Is the Safe and Sound Protocol effective for individuals with trauma from the human voice?

🕑 5 minutes read
Posted July 15, 2024
By Unyte Editorial Team
Reviewed by Unyte Clinical Team

The Safe and Sound Protocol (SSP) is a powerful listening therapy that uses specially filtered music to stimulate the vagus nerve and regulate the autonomic nervous system. Developed by Dr. Stephen Porges as a practical application of Polyvagal Theory, the music of the SSP works by highlighting frequencies within the range of human voice to send cues of safety to the nervous system through the listening process.

But what happens when the human voice is the source of a client’s trauma? This question is particularly relevant for individuals presenting with developmental and relational trauma. To explore this, we’ll dive into the insights of four clinicians, supported by the principles of Polyvagal Theory.

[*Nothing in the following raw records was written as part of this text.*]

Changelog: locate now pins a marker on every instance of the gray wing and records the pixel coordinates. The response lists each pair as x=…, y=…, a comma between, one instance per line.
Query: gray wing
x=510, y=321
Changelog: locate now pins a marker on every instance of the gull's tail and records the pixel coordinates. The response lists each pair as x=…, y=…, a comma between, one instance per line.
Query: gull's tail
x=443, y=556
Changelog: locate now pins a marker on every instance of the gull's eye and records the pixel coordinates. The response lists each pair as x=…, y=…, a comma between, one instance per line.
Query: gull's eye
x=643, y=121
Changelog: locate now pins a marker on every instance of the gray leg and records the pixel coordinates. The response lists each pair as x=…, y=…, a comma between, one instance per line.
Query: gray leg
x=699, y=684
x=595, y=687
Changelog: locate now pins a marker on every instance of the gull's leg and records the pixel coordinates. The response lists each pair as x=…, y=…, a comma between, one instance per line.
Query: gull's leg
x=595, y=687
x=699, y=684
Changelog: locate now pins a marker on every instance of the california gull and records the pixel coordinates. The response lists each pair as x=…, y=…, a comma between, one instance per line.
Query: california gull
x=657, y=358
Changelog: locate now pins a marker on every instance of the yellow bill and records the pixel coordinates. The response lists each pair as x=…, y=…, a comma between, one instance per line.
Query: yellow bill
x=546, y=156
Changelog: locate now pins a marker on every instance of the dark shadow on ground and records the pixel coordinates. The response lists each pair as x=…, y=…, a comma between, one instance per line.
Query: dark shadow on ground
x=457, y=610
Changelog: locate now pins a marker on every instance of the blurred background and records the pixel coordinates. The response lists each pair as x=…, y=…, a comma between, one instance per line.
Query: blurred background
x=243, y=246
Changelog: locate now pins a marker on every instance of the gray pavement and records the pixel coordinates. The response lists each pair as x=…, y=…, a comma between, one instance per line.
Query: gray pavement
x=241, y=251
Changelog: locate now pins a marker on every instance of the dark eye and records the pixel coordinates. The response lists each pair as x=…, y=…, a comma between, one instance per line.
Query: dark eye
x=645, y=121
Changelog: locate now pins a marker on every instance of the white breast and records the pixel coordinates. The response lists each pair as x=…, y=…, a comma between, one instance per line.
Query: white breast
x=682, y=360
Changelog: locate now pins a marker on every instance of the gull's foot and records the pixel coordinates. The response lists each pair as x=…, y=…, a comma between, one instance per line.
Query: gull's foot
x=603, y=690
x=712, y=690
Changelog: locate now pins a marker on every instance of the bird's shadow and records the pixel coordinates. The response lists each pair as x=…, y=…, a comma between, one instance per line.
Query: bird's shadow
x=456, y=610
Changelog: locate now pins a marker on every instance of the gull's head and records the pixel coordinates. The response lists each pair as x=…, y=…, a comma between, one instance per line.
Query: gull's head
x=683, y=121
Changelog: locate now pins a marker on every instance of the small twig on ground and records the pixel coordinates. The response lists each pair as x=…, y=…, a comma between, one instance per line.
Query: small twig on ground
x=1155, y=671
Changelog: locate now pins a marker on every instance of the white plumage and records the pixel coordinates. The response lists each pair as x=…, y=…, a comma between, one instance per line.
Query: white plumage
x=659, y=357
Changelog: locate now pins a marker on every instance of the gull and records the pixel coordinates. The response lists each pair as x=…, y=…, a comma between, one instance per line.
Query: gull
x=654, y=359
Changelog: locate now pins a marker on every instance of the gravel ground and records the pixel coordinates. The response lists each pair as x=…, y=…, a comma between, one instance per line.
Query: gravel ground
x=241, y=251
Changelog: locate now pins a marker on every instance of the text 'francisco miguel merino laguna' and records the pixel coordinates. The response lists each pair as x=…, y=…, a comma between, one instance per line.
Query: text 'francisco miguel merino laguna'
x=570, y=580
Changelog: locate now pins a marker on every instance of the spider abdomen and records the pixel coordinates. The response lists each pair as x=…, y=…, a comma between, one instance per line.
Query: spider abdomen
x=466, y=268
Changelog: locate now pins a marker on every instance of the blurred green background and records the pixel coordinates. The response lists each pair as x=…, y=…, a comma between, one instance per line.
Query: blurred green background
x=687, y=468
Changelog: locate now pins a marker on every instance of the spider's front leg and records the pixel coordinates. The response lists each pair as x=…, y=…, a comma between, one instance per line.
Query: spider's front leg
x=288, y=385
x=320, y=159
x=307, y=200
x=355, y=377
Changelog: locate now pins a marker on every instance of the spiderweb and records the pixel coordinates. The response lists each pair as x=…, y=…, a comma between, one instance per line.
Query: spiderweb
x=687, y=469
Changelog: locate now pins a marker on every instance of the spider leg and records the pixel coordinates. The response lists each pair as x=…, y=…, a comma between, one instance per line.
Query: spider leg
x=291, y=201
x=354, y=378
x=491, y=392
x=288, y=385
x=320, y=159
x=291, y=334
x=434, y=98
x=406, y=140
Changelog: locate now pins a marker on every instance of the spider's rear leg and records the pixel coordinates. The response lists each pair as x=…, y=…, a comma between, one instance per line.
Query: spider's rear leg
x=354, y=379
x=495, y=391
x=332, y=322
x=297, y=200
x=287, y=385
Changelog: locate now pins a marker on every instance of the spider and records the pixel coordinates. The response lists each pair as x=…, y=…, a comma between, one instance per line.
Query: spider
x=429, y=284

Understanding the Safe and Sound Protocol

Polyvagal Theory tells us that humans have the unique ability to neurocept, or subconsciously interpret, cues of safety through the social engagement system, which is integral to how we connect with others and the world around us.

“In cases of developmental trauma, where the nervous system may become biased toward survival responses (sympathetic and dorsal vagal states), the SSP helps rewire the neural pathways to better perceive safety cues,” says Taryn Baumann, OTR/L.

“During developmental trauma or for those with reactive attachment disorder, the nervous system is biasing responses within the sympathetic and dorsal vagal complex to survive. By slowly exercising the neural pathways associated with the social engagement system using the SSP, this helps the nervous system to attune to the ‘appropriate’ cues of safety, rewiring the bias toward the social engagement system.”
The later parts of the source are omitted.